We'll play safely across the back and deep midfield (dominating possession), then a centre back will launch it forward.

We'll get the ball wide, we'll pause long enough to let the opposition regroup, then cut it back or it'll go out for a throw.

We'll 'dominate possession' have a couple of half-chances, concede to a stupid goal where someone's out of position - look at Lincoln, Wycombe, Oxford - and then we'll spend half an hour looking for something - anything - to happen, when we hopefully launch balls up to the towering Jackson... Or Judge.

Under McCarthy, my biggest problem wasn't pragmatism, it was the lack of chances created. Doesn't matter who you have up front if there's no chances created. How often do you genuinely think we're on the verge of scoring, that it's a matter of time? It's hope, not expectation.

Huws comes in. Out. Skuse appears. Nolan. A cameo from Bishop. Huws again. Skuse. Edwards sits at right back. Judge wanders across the attacking positions. Youngsters, McGavin, Dobra, El Mizouni shine, and vanish. Sears appears on the stroke of 90 to receive killer balls from winger Bishop... Oh please!

From Lambert - and this is just my opinion - it's the lack of tactical nous that concerns me.

His inability to change a game, to make a telling substitution before the 85th minute.

That, after all this time, we're no more a team than when he arrived, just with worse teams around us to beat occasionally.

We have a lack of speed.
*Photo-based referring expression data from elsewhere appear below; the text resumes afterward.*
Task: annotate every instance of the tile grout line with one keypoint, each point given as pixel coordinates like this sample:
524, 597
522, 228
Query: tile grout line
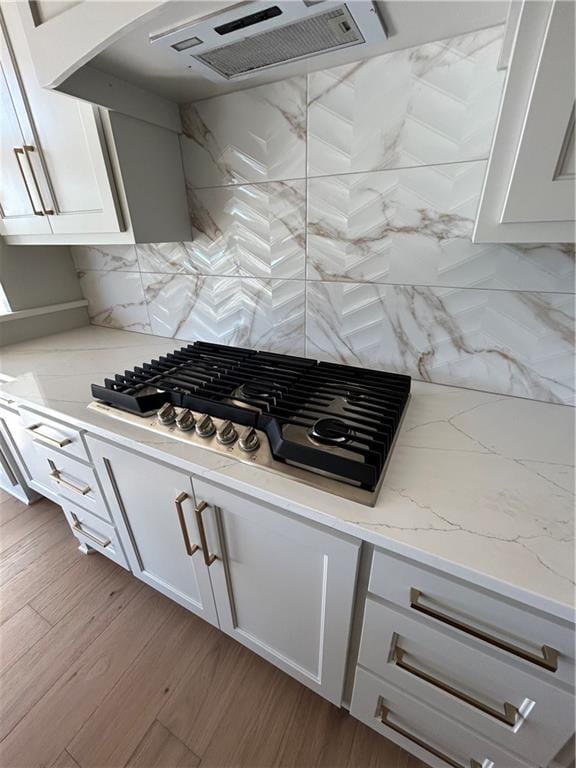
338, 281
306, 197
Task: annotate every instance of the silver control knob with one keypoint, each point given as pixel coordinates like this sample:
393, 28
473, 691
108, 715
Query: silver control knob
185, 420
249, 440
167, 414
227, 433
205, 426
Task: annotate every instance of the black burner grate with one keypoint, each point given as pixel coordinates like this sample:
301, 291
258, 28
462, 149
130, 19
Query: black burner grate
282, 395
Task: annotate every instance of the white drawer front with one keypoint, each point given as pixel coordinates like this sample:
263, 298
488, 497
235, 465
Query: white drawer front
510, 707
432, 737
541, 645
95, 533
73, 481
45, 431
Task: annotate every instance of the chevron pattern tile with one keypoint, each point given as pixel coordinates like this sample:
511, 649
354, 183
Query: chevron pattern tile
517, 343
253, 135
435, 103
263, 314
414, 226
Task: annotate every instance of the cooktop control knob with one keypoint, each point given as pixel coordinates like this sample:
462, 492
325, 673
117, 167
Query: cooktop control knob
227, 433
205, 426
185, 420
167, 414
249, 440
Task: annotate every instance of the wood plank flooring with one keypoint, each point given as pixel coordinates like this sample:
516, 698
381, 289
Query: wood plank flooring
97, 670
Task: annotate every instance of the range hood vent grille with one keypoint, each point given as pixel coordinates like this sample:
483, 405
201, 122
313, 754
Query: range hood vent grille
307, 37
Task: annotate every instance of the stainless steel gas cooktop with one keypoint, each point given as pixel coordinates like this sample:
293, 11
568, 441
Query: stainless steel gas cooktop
331, 426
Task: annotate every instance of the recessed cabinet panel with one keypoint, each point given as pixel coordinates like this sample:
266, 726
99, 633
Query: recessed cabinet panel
153, 508
283, 587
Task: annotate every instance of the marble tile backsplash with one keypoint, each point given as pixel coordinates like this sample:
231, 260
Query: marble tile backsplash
332, 217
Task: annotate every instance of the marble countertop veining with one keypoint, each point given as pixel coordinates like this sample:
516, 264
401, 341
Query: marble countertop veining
479, 485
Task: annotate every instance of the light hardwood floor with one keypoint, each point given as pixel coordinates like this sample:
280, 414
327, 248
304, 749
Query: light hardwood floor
99, 671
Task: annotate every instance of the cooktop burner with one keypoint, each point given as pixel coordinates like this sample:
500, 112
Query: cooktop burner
331, 431
336, 421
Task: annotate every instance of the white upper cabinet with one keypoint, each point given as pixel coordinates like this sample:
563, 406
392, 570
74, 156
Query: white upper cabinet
70, 175
529, 191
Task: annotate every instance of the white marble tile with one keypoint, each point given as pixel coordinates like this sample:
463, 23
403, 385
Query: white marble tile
435, 103
168, 258
414, 226
254, 135
256, 229
501, 341
115, 299
257, 313
121, 258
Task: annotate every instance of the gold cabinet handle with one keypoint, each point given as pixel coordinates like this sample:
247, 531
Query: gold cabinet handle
77, 526
198, 509
548, 660
384, 713
55, 475
27, 150
508, 716
190, 548
18, 151
52, 440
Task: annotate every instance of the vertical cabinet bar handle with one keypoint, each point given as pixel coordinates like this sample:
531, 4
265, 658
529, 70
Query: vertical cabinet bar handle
384, 713
18, 151
27, 150
548, 660
208, 558
190, 548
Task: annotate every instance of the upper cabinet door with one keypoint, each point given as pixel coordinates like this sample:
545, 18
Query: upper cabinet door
20, 207
74, 178
153, 509
283, 587
529, 192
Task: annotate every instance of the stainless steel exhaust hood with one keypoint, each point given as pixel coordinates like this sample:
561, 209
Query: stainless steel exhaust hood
254, 37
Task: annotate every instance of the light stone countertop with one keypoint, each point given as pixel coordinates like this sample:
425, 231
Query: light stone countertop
479, 485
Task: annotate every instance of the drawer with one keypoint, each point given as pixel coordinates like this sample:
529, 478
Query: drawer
537, 643
507, 705
421, 730
95, 533
72, 480
54, 434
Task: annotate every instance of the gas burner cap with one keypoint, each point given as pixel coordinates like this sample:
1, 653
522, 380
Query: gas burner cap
331, 431
259, 390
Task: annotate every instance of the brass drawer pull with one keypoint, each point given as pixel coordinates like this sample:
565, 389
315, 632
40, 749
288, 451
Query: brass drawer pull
18, 151
55, 475
508, 716
52, 440
190, 548
383, 714
77, 526
208, 558
548, 660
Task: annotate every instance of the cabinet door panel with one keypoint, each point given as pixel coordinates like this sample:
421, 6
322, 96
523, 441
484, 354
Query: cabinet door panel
283, 587
73, 174
18, 200
142, 494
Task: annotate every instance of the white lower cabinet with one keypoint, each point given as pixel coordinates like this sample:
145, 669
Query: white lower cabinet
153, 508
281, 586
431, 736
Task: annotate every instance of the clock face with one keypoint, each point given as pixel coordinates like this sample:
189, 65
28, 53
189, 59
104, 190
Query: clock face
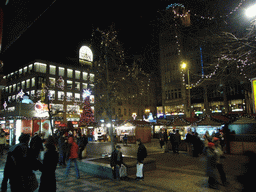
85, 53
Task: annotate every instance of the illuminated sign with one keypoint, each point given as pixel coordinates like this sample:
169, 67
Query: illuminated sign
85, 53
254, 94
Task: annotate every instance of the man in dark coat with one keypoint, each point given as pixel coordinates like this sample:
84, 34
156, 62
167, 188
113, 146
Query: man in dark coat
36, 145
161, 138
62, 145
80, 143
141, 155
116, 161
176, 142
48, 178
19, 167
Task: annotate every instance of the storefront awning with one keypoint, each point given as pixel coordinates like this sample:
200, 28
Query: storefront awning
180, 122
207, 121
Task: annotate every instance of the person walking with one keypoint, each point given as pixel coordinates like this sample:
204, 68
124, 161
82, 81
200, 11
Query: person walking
19, 167
176, 142
141, 155
72, 156
36, 145
2, 141
116, 161
219, 163
189, 139
48, 177
211, 165
161, 138
80, 143
125, 139
62, 144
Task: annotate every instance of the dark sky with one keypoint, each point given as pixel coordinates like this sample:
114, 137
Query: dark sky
65, 25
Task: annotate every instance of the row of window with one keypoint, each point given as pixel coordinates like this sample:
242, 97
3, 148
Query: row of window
173, 94
124, 112
52, 96
61, 71
30, 83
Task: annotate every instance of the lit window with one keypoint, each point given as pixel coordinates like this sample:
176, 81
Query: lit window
69, 96
25, 70
92, 77
84, 85
77, 86
28, 83
61, 95
85, 53
77, 97
85, 76
52, 82
52, 70
51, 95
69, 84
77, 74
61, 71
33, 82
91, 98
70, 73
40, 67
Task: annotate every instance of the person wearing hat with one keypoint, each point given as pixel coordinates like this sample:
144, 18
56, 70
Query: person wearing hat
116, 161
219, 164
211, 165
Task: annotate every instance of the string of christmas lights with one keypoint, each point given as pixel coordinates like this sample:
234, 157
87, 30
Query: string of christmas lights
182, 15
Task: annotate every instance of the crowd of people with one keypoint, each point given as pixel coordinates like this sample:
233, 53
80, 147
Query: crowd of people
24, 158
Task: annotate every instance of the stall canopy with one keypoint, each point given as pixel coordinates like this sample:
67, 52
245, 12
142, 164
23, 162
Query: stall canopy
180, 122
207, 121
244, 125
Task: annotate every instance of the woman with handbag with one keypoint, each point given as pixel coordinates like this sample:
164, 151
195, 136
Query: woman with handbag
19, 167
48, 178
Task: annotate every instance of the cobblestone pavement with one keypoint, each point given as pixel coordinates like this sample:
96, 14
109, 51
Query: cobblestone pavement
179, 173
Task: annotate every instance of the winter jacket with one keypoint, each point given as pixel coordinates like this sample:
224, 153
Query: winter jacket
142, 153
2, 139
48, 178
211, 162
18, 168
219, 153
114, 158
73, 149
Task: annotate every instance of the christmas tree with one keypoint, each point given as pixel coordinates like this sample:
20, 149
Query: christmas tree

Not of legs, but of thought.

We appear ponderous, allowing the opposition to regroup every time. When does a wide player put a quick ball in? When does a central midfielder thread that ball through and suddenly, beautifully, the defence is wide open?

When does that insight render defence into attack and there are options galore?

Can you actually imagine us scoring the goal Oxford scored against us? I can't.

... So, why, when the midfield lacks guile and insight, is Dozzell sat unused?

Why, when you want something unexpected, a run, an opening pass, does Bishop languish out of position?

Why, when youth make an impression and we lack the bravery to take people on, do Dobra and El Mizouni get frozen out?

If this was actually, as Lambert keeps saying, 'a young side', I could accept mistakes more readily, could accept this was a 'long-term plan', could see setbacks as part of it while we forge an identity. But it's not a young side.

I've criticised Dozzell, mainly for hoping things would come to him rather than making things happen.

That's why Downes nailed his place down, he seized it. Dozzell against Accrington was poor, but in the madness of rotation, there were signs he was getting into games, that he was hunting balls down, doing that 'dirty stuff' McCarthy used to talk about.

Yet he's in and out. Could he have opened an Oxford defence up? Who knows, but I believe he would have done a better job than the huff and puff of others.

I could make the same argument across the field, players misused, poor substitutions, lack of alternative ideas, slowness when obvious options exist within the club.

The problem isn't with recruitment, it's not a need for another striker, or a left back. It's players out of position.

It's poor management of a good Ipswich squad, it's bad tactics, it's lack of flexibility, it's the same thing repeated again and again and again.

I'm sorry, but it's Lambert's fault.